29. Stop_Lon: the gps-derived longitude, in decimal degrees (positive east) at the end of the 
sample.


This is Version 1.0 of the Huebert group AUX data.


5.0 Data Remarks


The AUX data should accurately reflect submicron concentrations, but overestimate those 
species in supermicron sizes. This is because it derived its air from a Low Turbulence Inlet, 
which can enrich large particles by a factor that can reach 5 or 6 for 10-20 um particles. On the 
other hand, it has not been turbulent, so there should be no losses of any size particles to the 
diffuser walls.

Two types of artifacts are of concern, both related to semivolatile species. If we collected 
ammonium nitrate aerosol, for example, there is a chance that some of the NH4NO3 would 
evaporate to nitric acid and ammonia after collection on the filter, thereby causing an 
underestimate of ammonium and nitrate aerosol. We think this is unlikely to be significant here, 
since virtually all of our MOUDI samples showed nitrate to be on coarse particles and 
ammonium to be on fine ones. Ammonium nitrate is a secondary aerosol that is usually in the 
accumulation mode.

The other possible artifact is a positive one, due to the collection of acid gases on the filter or 
previously-collected particles. Since we used Teflon filters, we do not think that the sampling 
medium collected acid gases. It is possible, however, that alkaline dust on a filter could have 
collected either SO2 or nitric acid. Since sulfate was rarely on the same size as calcium, we doubt 
that SO2 was collected, but we cannot rule out the possibility that nitric acid had been adsorbed 
onto collected dust. It seems likely that this would have gone to completion in the atmosphere 
rather than on a filter, but we have no way of disproving the hypothesis that some observed 
nitrate was derived from nitric acid vapor that reacted on the filter with dust particles.

Software compatibility

The file TAS-C130Huebert16April02.txt is tab-delimited ACSII. It should import easily into 
spreadsheets or other programs. While it can be opened by conventional word processors, the 
long lines may cause a wrap that confuses the columns. (For the Mac, the application BBEdit 
Lite is able to handle long lines and huge files very quickly for various types of editing and 
viewing.) 

In Microsoft Office 98 Excel for the Mac click "File," "Open," highlight the file, and click 
"Open." Select "Delimited" when the Text Import Wizard window appears. Choose "Tab" 
delimiters, which should separate the columns nicely, then "Next." Depending on your use of the 
data, you may or may not wish to change the column formats prior to clicking "Finish." 

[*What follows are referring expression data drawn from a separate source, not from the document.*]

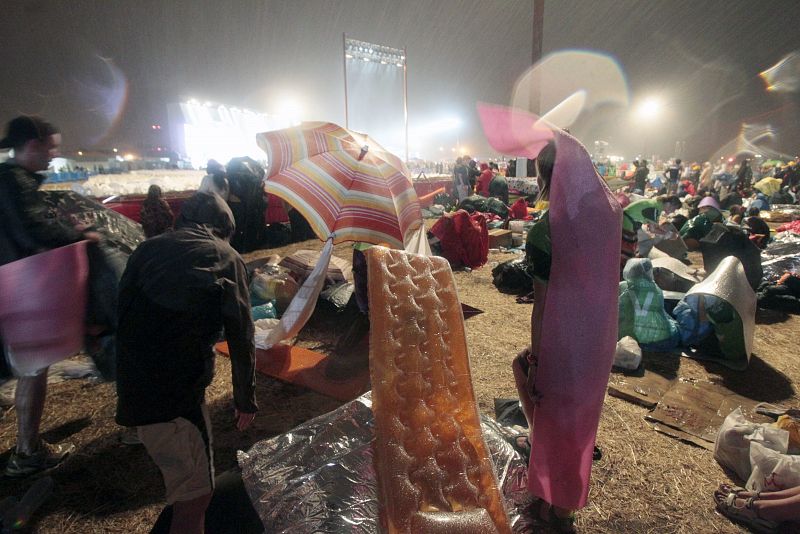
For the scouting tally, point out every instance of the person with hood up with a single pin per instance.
(634, 216)
(461, 179)
(641, 309)
(28, 229)
(561, 377)
(699, 226)
(706, 181)
(757, 228)
(744, 176)
(640, 176)
(484, 180)
(156, 215)
(498, 187)
(179, 291)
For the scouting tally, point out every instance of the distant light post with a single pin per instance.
(649, 110)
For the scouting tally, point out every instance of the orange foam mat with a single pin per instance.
(435, 474)
(306, 368)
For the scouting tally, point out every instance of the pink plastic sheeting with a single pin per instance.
(580, 314)
(43, 307)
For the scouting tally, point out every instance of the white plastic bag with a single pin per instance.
(732, 448)
(628, 354)
(772, 470)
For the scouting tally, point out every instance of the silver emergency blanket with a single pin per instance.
(673, 275)
(319, 477)
(729, 283)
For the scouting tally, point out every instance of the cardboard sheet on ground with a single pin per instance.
(694, 411)
(304, 367)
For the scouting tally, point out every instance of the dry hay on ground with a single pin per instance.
(645, 482)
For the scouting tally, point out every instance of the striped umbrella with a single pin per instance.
(345, 184)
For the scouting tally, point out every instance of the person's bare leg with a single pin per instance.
(771, 495)
(29, 399)
(188, 517)
(778, 510)
(520, 380)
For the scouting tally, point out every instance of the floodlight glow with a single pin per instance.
(650, 108)
(225, 132)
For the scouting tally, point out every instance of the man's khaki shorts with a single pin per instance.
(181, 448)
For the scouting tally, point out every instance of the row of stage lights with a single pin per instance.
(360, 50)
(208, 104)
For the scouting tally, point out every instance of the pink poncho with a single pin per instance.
(580, 315)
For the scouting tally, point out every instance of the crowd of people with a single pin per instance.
(182, 288)
(191, 263)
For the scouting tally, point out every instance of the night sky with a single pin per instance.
(105, 70)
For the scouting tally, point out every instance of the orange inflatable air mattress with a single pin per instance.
(435, 473)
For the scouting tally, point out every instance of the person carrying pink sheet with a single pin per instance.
(562, 377)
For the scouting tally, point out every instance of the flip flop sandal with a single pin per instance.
(745, 515)
(523, 449)
(562, 525)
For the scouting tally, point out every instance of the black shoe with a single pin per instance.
(47, 456)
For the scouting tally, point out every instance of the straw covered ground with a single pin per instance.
(645, 482)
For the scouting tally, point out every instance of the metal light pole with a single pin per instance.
(405, 95)
(344, 64)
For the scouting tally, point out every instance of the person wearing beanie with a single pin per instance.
(179, 291)
(27, 229)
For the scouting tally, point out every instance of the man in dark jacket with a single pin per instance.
(26, 229)
(179, 291)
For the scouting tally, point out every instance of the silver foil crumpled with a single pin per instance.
(319, 477)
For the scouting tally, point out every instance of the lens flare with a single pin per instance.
(105, 95)
(750, 141)
(784, 76)
(560, 76)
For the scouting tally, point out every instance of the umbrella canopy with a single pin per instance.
(302, 263)
(768, 186)
(344, 183)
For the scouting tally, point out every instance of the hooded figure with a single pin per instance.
(574, 340)
(484, 180)
(641, 309)
(179, 292)
(156, 215)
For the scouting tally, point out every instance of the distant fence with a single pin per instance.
(72, 176)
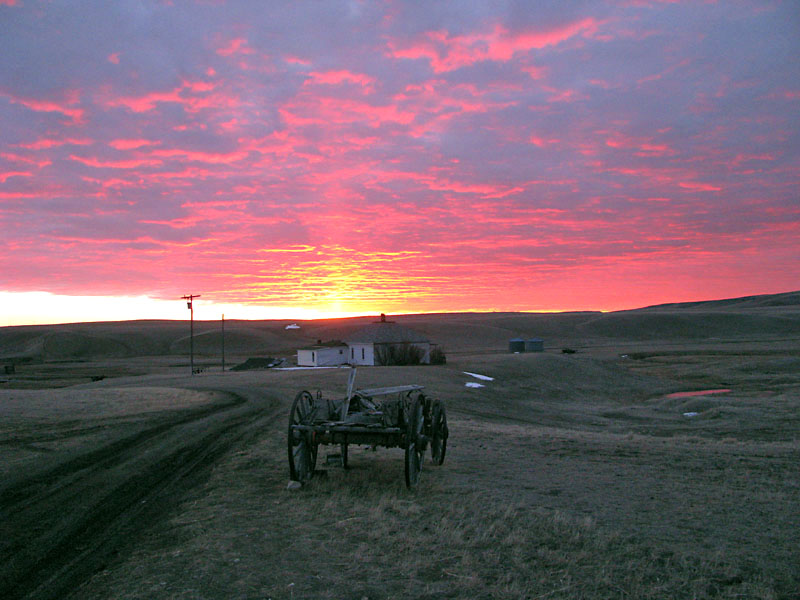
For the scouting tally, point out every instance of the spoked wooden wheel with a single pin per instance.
(414, 444)
(438, 433)
(302, 451)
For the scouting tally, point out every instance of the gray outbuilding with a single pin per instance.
(534, 345)
(516, 345)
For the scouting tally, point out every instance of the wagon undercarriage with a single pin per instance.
(393, 417)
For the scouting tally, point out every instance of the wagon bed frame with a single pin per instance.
(411, 421)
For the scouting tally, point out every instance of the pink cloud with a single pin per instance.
(65, 108)
(115, 164)
(8, 174)
(124, 144)
(235, 46)
(699, 187)
(447, 53)
(199, 156)
(52, 143)
(339, 77)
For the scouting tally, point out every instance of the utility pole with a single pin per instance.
(189, 300)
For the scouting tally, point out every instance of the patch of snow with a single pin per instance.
(698, 393)
(476, 376)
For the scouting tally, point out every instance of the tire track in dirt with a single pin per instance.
(62, 524)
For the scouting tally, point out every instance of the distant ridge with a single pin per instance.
(759, 301)
(751, 317)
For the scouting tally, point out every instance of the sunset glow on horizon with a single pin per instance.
(308, 160)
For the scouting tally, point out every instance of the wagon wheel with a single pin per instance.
(439, 433)
(414, 447)
(302, 452)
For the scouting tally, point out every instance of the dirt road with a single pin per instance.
(65, 520)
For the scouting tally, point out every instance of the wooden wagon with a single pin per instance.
(393, 417)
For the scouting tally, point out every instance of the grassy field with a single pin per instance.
(567, 475)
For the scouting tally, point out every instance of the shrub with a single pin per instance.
(437, 356)
(398, 354)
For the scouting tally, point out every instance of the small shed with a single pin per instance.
(328, 354)
(388, 343)
(516, 345)
(534, 345)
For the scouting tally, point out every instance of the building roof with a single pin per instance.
(386, 332)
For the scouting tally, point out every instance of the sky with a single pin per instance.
(311, 159)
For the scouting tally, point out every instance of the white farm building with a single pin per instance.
(381, 343)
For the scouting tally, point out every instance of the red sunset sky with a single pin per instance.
(293, 159)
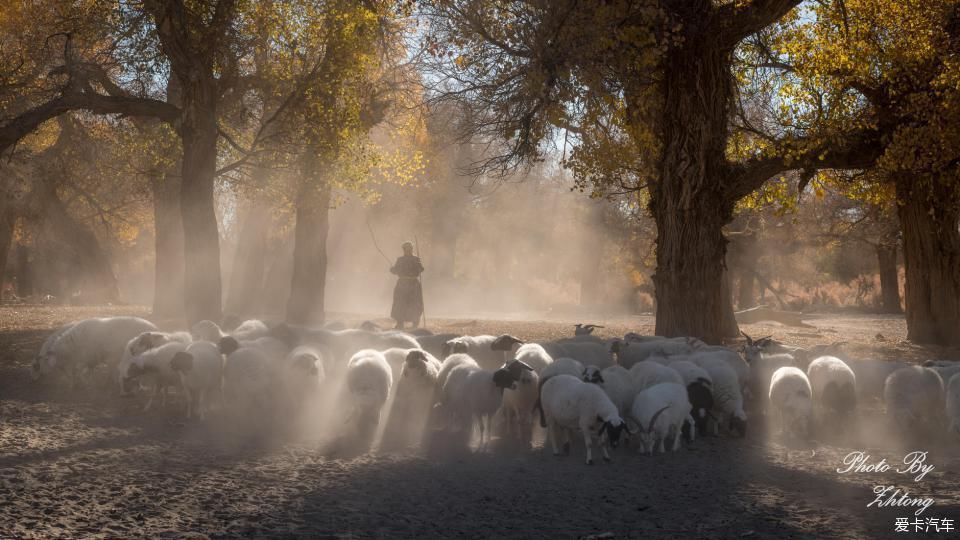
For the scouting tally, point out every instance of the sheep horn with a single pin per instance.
(654, 419)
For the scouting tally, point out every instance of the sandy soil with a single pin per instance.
(90, 464)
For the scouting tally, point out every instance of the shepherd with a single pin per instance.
(408, 294)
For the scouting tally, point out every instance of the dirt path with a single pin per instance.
(82, 465)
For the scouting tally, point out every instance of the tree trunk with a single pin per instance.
(889, 282)
(97, 281)
(929, 219)
(305, 305)
(688, 201)
(7, 221)
(168, 244)
(202, 285)
(249, 263)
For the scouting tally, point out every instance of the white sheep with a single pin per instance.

To import the file directly into Igor Pro, the line of units needs to be edited out. (If Igor sees non-
numeric characters in the second line, it will make the whole column text and not recognize any 
numbers.) In Igor Pro, select "Data," "Load Waves," and "Load Delimited Waves." Then browse 
to the file, highlight it, and click "Open." The window that comes up should offer the proper 
wave names from the first row. Click "Make Table" to have the loaded waves appear as a table. 
Highlight wave names 0, 1, and 2, and set their format to "Text," to avoid having the data/time 
numbers changed to scientific exponential notation. Finally, click "Load" to finish the process.